To address low data reconstruction quality at the decoder and inconsistent semantic knowledge across heterogeneous devices in semantic communication, this paper proposes a generative adversarial network (GAN)-based causal invariant learning framework. The framework disentangles causal from non-causal representations to extract domain-shared semantic commonalities; it further introduces a sparse update mechanism that preserves knowledge robustness while substantially reducing communication overhead. Crucially, this work is the first to incorporate causal invariance into semantic communication modeling, enabling low-complexity, highly generalizable semantic abstraction and compression. Experimental results demonstrate that the proposed method maintains strong cross-device knowledge consistency, achieves significant improvements in classification accuracy, and attains higher peak signal-to-noise ratio (PSNR) for reconstructed data compared to state-of-the-art semantic compression and reconstruction approaches.
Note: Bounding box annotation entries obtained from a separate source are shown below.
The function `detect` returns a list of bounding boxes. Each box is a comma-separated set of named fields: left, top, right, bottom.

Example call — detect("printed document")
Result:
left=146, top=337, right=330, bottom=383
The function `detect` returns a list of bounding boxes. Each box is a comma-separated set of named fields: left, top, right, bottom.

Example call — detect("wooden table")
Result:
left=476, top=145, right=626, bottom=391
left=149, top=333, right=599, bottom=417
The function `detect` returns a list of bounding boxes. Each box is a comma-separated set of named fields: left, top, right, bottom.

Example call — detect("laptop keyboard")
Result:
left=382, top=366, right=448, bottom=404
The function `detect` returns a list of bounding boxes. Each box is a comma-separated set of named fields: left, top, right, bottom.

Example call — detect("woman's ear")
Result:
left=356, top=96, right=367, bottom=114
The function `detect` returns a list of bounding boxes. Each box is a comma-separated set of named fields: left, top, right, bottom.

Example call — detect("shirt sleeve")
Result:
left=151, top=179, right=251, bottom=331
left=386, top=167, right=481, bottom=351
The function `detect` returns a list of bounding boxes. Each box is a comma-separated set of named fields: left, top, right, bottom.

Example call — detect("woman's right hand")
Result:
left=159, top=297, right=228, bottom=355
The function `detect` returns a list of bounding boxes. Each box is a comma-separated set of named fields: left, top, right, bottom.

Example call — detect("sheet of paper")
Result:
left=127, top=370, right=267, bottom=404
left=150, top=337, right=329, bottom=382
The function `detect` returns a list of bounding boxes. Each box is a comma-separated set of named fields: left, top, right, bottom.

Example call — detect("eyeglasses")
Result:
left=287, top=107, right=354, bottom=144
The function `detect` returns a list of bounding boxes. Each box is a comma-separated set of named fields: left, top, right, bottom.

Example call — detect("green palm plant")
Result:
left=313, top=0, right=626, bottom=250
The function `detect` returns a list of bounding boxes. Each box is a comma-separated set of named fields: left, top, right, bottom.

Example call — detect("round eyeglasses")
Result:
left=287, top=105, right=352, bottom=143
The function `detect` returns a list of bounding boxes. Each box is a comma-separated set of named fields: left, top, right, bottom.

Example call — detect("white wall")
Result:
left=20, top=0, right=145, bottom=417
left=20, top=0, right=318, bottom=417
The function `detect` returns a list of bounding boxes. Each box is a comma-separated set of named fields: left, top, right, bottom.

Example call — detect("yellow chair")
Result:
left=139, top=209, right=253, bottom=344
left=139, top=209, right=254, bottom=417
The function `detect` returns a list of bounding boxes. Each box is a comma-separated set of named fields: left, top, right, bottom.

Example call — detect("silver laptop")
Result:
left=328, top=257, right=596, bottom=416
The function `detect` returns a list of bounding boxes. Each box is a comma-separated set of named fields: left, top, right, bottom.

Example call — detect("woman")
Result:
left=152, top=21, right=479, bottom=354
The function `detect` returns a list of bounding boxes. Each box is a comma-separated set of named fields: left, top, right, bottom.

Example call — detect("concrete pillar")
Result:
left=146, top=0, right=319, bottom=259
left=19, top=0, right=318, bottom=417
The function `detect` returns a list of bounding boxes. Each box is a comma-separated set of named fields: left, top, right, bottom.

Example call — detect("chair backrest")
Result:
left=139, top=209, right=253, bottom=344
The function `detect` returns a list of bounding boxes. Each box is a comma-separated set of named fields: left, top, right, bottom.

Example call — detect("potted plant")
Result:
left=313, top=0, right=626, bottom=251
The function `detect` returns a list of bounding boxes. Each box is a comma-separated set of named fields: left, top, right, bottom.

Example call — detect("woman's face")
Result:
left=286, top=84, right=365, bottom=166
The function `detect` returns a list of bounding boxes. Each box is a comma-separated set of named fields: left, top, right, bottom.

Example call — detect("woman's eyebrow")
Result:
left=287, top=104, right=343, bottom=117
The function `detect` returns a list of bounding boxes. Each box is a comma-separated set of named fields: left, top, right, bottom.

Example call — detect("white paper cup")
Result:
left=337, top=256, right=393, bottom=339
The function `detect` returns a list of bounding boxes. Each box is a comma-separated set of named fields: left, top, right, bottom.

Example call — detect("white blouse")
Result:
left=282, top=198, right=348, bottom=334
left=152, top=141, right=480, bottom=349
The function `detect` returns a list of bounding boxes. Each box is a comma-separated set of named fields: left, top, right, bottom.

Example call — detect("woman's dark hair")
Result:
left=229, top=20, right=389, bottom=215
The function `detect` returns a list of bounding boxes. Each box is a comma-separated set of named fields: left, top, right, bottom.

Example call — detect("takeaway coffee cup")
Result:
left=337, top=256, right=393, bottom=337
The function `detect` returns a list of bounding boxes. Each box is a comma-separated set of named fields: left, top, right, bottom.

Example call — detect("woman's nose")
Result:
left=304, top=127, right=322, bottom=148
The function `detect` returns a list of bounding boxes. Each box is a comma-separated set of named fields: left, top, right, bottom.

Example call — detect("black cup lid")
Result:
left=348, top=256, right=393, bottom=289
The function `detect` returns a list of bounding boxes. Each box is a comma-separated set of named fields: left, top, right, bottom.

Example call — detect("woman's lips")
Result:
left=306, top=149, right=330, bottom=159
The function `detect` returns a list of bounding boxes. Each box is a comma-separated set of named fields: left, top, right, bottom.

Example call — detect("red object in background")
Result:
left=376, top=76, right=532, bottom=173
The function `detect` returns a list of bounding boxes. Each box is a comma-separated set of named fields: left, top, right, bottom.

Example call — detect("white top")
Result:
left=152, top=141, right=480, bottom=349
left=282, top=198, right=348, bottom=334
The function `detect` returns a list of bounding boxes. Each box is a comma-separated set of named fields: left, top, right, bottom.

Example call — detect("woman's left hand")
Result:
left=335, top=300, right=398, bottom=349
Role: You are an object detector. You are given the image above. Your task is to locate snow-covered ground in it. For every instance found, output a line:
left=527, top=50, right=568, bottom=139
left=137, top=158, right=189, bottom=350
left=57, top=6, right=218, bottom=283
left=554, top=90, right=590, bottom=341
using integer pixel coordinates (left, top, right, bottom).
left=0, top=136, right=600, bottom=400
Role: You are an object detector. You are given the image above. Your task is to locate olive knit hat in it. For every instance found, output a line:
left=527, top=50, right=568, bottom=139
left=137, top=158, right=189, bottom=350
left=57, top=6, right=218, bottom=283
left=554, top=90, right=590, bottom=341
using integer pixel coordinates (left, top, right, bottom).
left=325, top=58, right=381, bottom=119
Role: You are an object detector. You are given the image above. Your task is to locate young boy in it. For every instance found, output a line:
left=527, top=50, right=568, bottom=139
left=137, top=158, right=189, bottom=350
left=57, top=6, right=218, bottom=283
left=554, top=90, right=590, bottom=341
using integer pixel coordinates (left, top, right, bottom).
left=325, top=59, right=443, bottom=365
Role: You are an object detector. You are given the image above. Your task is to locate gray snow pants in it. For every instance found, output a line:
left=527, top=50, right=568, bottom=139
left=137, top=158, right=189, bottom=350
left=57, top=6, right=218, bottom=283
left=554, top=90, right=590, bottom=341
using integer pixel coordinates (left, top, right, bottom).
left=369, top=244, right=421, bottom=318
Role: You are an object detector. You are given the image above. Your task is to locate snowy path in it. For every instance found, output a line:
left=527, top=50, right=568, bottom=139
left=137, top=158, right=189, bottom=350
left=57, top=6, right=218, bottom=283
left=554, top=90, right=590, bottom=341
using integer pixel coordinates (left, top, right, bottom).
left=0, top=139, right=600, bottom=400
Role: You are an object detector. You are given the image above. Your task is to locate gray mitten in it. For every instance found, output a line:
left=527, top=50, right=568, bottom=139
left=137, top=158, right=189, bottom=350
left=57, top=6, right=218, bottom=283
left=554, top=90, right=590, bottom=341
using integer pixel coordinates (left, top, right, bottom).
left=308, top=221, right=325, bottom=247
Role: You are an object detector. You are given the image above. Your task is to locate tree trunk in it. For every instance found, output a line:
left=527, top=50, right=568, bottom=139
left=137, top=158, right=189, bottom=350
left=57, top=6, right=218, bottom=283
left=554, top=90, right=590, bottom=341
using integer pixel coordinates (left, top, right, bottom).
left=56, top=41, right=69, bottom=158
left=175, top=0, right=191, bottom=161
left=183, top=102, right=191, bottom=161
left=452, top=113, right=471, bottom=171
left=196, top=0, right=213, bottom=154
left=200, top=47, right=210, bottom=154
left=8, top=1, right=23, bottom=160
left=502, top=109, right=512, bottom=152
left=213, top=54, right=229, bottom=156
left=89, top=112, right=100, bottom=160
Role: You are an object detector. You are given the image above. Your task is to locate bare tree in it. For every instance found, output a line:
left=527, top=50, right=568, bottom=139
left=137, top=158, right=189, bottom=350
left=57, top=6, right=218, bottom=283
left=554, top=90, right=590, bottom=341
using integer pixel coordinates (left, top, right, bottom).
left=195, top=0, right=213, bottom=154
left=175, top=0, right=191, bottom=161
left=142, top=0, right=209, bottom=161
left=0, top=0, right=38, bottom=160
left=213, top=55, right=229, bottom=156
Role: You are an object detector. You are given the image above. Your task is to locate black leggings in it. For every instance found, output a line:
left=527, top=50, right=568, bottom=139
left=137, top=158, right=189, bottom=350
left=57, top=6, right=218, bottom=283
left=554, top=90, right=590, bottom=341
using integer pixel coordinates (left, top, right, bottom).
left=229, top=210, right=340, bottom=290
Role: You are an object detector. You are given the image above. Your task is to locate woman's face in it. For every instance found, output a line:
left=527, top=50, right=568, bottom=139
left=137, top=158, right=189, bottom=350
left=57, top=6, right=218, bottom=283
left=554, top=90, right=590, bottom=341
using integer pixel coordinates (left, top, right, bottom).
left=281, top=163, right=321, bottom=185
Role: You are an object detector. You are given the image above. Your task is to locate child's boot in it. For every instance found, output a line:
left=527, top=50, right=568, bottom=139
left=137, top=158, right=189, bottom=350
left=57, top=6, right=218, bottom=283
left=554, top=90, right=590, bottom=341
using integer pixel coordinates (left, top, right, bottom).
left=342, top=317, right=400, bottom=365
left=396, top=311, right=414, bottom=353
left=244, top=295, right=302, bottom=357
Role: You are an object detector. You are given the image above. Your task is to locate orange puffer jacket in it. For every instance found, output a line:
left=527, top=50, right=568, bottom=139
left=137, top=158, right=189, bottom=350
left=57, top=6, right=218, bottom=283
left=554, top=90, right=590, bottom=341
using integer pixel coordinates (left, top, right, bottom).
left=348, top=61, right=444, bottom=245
In this study, we design a low-complexity and generalized AI model that can capture common knowledge to improve data reconstruction of the channel decoder for semantic communication. Specifically, we propose a generative adversarial network that leverages causality-invariant learning to extract causal and non-causal representations from the data. Causal representations are invariant and encompass crucial information to identify the data's label. They can encapsulate semantic knowledge and facilitate effective data reconstruction at the receiver. Moreover, the causal mechanism ensures that learned representations remain consistent across different domains, making the system reliable even with users collecting data from diverse domains. As user-collected data evolves over time causing knowledge divergence among users, we design sparse update protocols to improve the invariant properties of the knowledge while minimizing communication overheads. Three key observations were drawn from our empirical evaluations. Firstly, causality-invariant knowledge ensures consistency across different devices despite the diverse training data. Secondly, invariant knowledge has promising performance in classification tasks, which is pivotal for goal-oriented semantic communications. Thirdly, our knowledge-based data reconstruction highlights the robustness of our decoder, which surpasses other state-of-the-art data reconstruction and semantic compression methods in terms of Peak Signal-to-Noise Ratio (PSNR).